Historically, business intelligence and data engineering suffered from severe operational bottlenecks: business units had to request reports, and data engineers had to manually construct ETL pipelines. AI agents promise to democratize access by planning, coding, and deploying analytical workloads on their own. However, unlike traditional deterministic software, data agents face a quiet degradation in quality—known as context drift—as database structures and business definitions inevitably change.

Evidence

Microsoft Rayfin: By automatically replicating app database schemas into OneLake, Rayfin ensures that AI-generated prototypes inherit Fabric’s native governance, storage, and analytics from day one.
Snowflake Cortex Sense: Snowflake’s shared semantic and context layer boosted Cortex agent query accuracy on complex enterprise schemas from 47% to 83% in benchmark tests.
Anthropic Case Study: Anthropic revealed that their internal agentic analytics system initially hit 95% accuracy using curated documentation (“skill files”). However, as database schemas evolved without updating the documentation, accuracy drifted down to 65% in just a single month.

Analysis

The 95% to 65% drop in accuracy reported by Anthropic points to the biggest operational challenge in Agentic BI: Context Drift. AI agents rely on metadata, descriptions, and semantic definitions (often stored as markdown files) to understand complex databases. In a real-world enterprise, tables are constantly deprecated, columns are added, and definitions change.
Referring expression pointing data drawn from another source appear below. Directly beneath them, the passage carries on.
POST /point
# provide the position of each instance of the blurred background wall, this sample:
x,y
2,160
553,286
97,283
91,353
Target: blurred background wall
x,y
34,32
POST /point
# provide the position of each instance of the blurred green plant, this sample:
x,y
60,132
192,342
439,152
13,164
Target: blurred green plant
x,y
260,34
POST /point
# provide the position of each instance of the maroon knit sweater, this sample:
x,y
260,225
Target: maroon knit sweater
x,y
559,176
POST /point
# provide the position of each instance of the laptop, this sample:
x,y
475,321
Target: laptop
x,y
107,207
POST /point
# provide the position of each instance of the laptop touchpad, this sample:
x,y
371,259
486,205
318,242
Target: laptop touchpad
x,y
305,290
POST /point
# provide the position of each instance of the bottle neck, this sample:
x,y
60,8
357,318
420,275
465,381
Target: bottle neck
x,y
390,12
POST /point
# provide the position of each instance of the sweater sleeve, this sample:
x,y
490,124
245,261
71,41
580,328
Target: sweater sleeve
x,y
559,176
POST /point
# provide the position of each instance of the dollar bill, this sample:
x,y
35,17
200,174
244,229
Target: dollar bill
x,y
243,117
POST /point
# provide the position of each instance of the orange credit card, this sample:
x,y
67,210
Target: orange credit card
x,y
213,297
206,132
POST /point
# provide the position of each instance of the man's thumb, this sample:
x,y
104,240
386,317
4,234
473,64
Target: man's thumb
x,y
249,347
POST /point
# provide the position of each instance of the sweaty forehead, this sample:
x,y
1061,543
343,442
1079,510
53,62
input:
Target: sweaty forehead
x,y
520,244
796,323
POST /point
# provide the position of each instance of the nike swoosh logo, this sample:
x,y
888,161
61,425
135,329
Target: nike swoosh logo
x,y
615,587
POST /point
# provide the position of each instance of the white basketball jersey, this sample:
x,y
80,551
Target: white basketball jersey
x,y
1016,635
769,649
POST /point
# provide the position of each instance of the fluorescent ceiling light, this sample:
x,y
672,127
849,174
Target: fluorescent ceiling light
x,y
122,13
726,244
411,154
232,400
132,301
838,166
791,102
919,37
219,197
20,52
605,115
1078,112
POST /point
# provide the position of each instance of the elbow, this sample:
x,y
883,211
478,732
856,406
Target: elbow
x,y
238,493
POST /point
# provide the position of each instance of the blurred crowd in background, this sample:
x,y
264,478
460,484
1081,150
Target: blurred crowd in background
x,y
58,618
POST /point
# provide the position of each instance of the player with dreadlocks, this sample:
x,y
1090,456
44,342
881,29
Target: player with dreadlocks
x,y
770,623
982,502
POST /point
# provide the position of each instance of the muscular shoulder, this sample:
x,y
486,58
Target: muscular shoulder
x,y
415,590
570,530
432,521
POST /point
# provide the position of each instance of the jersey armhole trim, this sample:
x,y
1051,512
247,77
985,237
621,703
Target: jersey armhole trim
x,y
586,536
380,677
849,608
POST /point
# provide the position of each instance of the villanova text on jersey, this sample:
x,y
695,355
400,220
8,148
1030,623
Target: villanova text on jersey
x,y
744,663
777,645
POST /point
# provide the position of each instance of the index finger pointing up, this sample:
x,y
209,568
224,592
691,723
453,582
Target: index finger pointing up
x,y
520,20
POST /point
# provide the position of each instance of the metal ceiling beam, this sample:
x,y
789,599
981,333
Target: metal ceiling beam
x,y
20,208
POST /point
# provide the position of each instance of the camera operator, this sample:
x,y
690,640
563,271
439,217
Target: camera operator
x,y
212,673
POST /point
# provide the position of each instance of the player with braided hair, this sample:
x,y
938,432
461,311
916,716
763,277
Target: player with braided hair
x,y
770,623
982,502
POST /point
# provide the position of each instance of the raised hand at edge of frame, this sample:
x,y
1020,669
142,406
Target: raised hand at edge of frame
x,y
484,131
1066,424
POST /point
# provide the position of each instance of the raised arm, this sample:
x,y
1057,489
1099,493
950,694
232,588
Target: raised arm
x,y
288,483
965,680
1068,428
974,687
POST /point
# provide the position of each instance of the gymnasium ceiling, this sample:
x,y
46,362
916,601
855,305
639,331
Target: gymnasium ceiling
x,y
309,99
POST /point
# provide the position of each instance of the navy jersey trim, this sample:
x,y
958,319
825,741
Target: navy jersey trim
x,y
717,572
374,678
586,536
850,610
Rather than upgrading the underlying LLM, Anthropic resolved this as an engineering maintenance problem: they co-located the agent’s skill files inside the transformation repositories and set up automated code-review checks that block a pull request if data schema changes are merged without updating the corresponding skill files.

Practical Takeaways

To deploy reliable agentic data platforms, organizations should adopt these practices:

Co-Locate Skill Files: Keep the agent’s context and documentation files in the same repository as the data transformations (e.g., dbt projects or SQL scripts).
Automated CI/CD Sync: Write CI/CD hooks that reject pull requests modifying data structures if the matching agent markdown context is not updated.
Leverage Semantics: Utilize tools like Snowflake’s Cortex Sense or centralized semantic layers to provide agents with a unified, governed definition of data.
Use Data Harnesses: Instead of exposing raw LLMs directly to databases, wrap them in specialized harnesses (like Altimate Code or Rayfin) that provide column-level lineage and manifest awareness.

Open Questions

To what extent will enterprise security teams trust autonomous AI agents with write permissions on production databases and data pipelines?
Will open standards like MCP prevent vendor lock-in, or will platforms build proprietary semantic layers that restrict agent portability?